Что она там думала про «Не все ли равно теперь?». Никогда ей не будет все равно на него. Но вот на это как раз сейчас Милане было все равно.
– Так, – она оторвала спину от стены, обошла Марата и заперла входную дверь. – Сейчас с Рустамом все в порядке, правильно? – Марат медленно и словно через силу кивнул. – Тогда снимай куртку и проходи.
Второй бокал все же понадобился. Его Милана и протянула появившемуся в гостиной Марату.
– За здоровье Рустама Ватаева. И за рождение Анны Балашовой.
Марат какое-то время молча смотрел на протянутый ему бокал.
– Вообще-то, я за рулем, – он все же протянул руку. В его огромной руке бордо на тонкой ножке смотрелся почти как рюмка. – А с другой стороны... – он поднес бокал к губам – и залпом его выпил. – Мне доктор сегодня прописал.
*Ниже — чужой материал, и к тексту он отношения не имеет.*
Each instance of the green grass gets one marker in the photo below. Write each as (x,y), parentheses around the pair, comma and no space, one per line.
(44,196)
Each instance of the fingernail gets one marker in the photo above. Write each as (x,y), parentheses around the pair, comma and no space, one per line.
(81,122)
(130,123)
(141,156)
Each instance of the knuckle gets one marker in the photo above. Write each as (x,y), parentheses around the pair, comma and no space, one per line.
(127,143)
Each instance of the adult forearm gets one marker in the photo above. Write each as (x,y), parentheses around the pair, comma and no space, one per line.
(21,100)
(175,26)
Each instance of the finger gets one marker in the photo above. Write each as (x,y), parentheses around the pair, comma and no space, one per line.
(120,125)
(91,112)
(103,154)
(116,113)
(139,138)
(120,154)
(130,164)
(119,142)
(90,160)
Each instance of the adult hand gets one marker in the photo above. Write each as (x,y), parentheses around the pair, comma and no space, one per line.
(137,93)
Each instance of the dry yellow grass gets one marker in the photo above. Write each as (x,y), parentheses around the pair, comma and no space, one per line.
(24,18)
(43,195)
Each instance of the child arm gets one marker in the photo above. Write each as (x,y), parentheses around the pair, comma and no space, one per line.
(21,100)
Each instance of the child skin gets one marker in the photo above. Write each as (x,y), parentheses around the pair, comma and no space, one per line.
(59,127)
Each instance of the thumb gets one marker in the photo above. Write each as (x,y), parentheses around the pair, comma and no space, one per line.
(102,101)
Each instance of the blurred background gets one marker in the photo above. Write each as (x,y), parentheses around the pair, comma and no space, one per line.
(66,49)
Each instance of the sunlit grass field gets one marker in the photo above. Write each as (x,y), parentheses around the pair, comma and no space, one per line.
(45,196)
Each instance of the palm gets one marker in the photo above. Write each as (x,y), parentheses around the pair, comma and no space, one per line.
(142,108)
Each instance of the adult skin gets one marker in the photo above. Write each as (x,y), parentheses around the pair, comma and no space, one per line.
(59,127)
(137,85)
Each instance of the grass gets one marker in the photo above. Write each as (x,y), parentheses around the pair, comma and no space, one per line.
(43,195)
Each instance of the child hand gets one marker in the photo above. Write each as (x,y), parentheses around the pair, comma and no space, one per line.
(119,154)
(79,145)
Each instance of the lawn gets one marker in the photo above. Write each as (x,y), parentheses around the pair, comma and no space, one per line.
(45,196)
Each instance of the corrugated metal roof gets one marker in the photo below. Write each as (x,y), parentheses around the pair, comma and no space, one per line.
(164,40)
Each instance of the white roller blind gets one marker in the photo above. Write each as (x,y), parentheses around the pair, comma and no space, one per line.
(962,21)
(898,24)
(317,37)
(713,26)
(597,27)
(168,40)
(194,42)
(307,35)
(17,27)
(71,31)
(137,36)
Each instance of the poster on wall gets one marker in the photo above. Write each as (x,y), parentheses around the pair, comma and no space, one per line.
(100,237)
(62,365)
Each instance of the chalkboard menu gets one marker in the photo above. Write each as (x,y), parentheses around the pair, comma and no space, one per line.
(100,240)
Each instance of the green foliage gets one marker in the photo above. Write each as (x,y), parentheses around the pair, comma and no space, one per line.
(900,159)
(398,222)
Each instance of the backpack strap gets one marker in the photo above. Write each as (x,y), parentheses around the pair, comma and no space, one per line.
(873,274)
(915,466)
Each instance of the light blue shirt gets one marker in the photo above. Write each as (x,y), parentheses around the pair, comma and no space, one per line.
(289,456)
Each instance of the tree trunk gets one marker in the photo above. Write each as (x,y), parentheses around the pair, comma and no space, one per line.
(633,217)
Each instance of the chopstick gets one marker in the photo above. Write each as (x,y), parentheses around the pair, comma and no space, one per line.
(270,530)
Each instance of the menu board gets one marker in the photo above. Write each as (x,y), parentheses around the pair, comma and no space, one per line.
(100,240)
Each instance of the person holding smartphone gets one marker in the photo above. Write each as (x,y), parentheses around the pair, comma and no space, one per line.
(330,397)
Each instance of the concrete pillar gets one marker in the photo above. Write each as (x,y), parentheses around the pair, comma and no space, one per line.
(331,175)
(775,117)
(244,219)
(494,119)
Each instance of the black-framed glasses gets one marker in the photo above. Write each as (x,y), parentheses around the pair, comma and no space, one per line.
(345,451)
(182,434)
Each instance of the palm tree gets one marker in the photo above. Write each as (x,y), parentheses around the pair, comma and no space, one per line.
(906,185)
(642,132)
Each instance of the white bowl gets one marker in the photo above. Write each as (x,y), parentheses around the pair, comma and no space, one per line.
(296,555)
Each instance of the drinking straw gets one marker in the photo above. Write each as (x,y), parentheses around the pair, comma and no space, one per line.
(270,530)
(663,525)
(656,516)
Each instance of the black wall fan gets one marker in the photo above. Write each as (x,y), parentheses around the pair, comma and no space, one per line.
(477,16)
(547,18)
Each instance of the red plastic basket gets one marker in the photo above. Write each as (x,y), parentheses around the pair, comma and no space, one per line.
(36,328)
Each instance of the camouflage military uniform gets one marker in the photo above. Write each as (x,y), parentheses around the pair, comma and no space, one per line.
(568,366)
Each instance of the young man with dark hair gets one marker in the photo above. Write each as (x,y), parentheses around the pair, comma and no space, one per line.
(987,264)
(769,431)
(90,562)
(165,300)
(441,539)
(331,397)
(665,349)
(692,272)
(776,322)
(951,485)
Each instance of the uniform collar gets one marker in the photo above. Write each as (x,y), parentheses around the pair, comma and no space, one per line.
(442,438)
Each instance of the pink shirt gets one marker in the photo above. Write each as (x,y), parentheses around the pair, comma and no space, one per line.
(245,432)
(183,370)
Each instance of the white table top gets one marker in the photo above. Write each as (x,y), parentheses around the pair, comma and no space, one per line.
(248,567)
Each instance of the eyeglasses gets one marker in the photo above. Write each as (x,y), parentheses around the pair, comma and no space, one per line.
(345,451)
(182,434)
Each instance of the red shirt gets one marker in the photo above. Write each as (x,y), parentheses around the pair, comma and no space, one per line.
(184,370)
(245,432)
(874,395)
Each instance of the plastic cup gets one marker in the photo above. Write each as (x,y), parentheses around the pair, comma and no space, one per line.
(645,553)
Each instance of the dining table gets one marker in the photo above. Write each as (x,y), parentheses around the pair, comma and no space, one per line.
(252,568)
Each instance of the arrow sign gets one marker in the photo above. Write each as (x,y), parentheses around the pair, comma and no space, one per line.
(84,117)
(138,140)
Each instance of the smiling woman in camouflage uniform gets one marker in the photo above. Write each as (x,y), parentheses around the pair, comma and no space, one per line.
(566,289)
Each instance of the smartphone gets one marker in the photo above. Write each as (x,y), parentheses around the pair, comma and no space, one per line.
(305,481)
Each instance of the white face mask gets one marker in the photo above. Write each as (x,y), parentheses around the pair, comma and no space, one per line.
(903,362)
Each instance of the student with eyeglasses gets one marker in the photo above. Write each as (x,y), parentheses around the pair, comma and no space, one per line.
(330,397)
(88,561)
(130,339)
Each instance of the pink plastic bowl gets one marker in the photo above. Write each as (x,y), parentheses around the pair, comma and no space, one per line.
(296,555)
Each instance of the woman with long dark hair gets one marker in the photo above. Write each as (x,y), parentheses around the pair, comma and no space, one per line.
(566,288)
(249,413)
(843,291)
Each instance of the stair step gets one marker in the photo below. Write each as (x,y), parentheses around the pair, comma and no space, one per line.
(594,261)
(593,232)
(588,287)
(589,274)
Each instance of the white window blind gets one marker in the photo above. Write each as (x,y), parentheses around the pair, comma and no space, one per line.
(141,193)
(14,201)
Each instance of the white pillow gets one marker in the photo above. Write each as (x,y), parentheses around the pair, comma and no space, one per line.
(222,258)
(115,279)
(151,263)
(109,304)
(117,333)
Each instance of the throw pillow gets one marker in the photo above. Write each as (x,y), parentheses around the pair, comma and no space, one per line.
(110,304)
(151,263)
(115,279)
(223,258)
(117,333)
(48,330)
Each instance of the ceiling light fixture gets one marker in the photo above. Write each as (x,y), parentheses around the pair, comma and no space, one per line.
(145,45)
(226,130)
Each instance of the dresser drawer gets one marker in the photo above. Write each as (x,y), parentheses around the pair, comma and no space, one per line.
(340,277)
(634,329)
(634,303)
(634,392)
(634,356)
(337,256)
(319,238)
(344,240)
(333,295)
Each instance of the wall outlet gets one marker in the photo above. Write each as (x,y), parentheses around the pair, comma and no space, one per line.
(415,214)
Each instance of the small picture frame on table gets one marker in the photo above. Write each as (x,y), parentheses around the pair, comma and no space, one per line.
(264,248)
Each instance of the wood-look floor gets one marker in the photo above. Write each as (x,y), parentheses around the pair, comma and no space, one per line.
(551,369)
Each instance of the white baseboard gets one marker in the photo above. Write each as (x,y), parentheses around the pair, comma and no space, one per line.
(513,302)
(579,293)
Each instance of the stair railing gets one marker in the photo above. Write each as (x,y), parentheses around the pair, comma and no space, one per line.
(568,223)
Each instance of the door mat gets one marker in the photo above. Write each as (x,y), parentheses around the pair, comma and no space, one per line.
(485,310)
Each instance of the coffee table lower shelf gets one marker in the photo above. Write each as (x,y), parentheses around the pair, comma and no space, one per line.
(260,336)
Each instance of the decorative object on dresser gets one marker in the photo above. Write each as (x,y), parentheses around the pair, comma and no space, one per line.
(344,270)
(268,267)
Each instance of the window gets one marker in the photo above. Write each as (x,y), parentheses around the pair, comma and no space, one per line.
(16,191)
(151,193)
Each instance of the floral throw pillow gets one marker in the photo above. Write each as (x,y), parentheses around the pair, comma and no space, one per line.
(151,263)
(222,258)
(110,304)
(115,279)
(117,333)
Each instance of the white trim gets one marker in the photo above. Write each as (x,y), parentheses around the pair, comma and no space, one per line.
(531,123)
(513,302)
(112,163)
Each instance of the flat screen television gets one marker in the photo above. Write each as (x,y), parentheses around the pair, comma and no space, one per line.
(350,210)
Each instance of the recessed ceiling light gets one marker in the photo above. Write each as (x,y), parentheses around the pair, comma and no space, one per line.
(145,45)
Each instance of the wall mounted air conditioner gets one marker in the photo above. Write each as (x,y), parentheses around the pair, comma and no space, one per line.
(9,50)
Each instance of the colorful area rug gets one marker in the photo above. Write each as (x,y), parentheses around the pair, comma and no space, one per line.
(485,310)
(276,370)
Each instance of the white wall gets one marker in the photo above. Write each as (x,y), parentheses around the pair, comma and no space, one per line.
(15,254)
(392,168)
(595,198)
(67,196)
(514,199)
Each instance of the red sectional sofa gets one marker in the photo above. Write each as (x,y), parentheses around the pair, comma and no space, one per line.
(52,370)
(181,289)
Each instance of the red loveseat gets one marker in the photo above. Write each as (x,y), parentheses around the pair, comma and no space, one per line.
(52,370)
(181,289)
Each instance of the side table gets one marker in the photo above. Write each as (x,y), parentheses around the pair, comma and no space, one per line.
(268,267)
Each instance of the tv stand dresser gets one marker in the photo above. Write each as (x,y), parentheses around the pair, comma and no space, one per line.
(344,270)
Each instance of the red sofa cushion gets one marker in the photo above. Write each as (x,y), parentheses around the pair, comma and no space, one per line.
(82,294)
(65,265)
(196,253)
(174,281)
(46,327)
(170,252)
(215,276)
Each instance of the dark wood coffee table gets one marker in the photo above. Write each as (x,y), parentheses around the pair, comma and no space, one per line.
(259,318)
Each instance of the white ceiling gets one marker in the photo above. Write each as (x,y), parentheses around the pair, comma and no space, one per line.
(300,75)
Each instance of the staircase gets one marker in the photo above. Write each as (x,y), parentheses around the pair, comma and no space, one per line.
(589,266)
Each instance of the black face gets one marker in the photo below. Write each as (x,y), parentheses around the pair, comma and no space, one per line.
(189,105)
Пустой бокал звякнул о барную стойку.
– Что тебе прописали? Какой доктор? – Милана забыла про свое вино. Этот новый Марат ее пугал. Пугал своей абсолютной непохожестью на того Марата, которого она знала.
Впрочем, знала ли она его когда-либо?..
– Прописал сто пятьдесят грамм спиртного. И еще кое-что.
– Что?
Сначала Марат не отвечал.
А потом произошло невозможное. Немыслимое. Милане показалось, что земля ушла у нее из-под ног, мир опрокинулся, а она сама мгновенно и молниеносно попала через какую-то кроличью нору в какое-то невероятное Зазеркалье, в котором происходят немыслимые вещи.
Медленно и тяжело Марат опустился перед ней на колени.
Картина был настолько немыслимой, настолько невозможной, ненастоящей, пугающей, повергающей все устои мира Миланы… Она стояла, смотрела сверху вниз на его широкие плечи, на черноволосую макушку – и понимала, что ее Вселенная только что опрокинулась. Такие люди, как Марат Ватаев, не могут стоять на коленях. Не должны! На них никто не может смотреть сверху вниз. От этого мир может рухнуть!
Спустя секунду стоящих коленями на мягком сером ковре было уже двое.
– Ты с ума сошел! – Милана вцепилась в его плечи. – Ты сошел с ума! Немедленно встань!
Вместо этого Марат прижал ее к себе. Сильно, крепко, до хруста. Милана замерла и почему-то закрыла глаза. Она чувствовала крепость и силу рук, которые ее обнимали. Слышала неровное хриплое дыхание. Кажется, даже слышала, как стучит его сердце – где-то очень рядом с ее сердцем. И еще почему-то чувствовала, какой мягкий ковер под коленями.
Из этих деталей с шорохом, едва слышным, но отчетливым, собирался за ее закрытыми веками новый мир. Новая реальность, которая пошатнулась, когда Марат встал на колени. И она, эта новая реальность, окончательно сформировалась его коротким хриплым: «Прости».
Милана не могла ничего сказать. Какое там говорить. Она не понимала, как ей жить в этой новой реальности. Кто она сама такая вообще – в этой новой реальности.
А Марат разжал руки – и вот его большие, горячие, чуть шершавые ладони обхватили ее лицо. Большой палец погладил скулу.
– Я знаю, простить меня трудно. Может быть, невозможно. Сам я себя простить точно не смогу. Ни разу я не ударил женщину. Ни разу я больше не ударю женщину. Но ты… – его пальцы по-прежнему медленно двигались, гладя ее лицо. – Ты тот человек, который… который… – Марат замолчал, а потом выдохнул шумно – и прижал ее голову к своему плечу. – Тогда, десять лет назад, судьба сделала мне шикарный подарок – встречу с тобой. Но я оказался не готов его принять. А сейчас… сейчас… что хочешь, то и делай со мной. Но я тебя не отпущу. Ударь. Ори. Что хочешь, то и делай. Не отпущу. Никому не отдам. Моя.
Они так и стояли, утопая коленями в мягком ковре и обнимая друг друга. Да-да, друг друга. Руки Марата крепко обхватывали ее плечи и спину, а ее руки, оказывается, как-то незаметно оказались на его пояснице. Милане казалось, что так вот, в этом нелепом положении, на коленях, она может стоять бесконечно. Потому что его руки обнимают ее. А ее голова на его плече. А ведь когда-то она думала, что на его плече для нее нет места. Что никогда он не будет ей говорить своим низким голосом с мягкими рокочущими интонациями что-то… что подобное.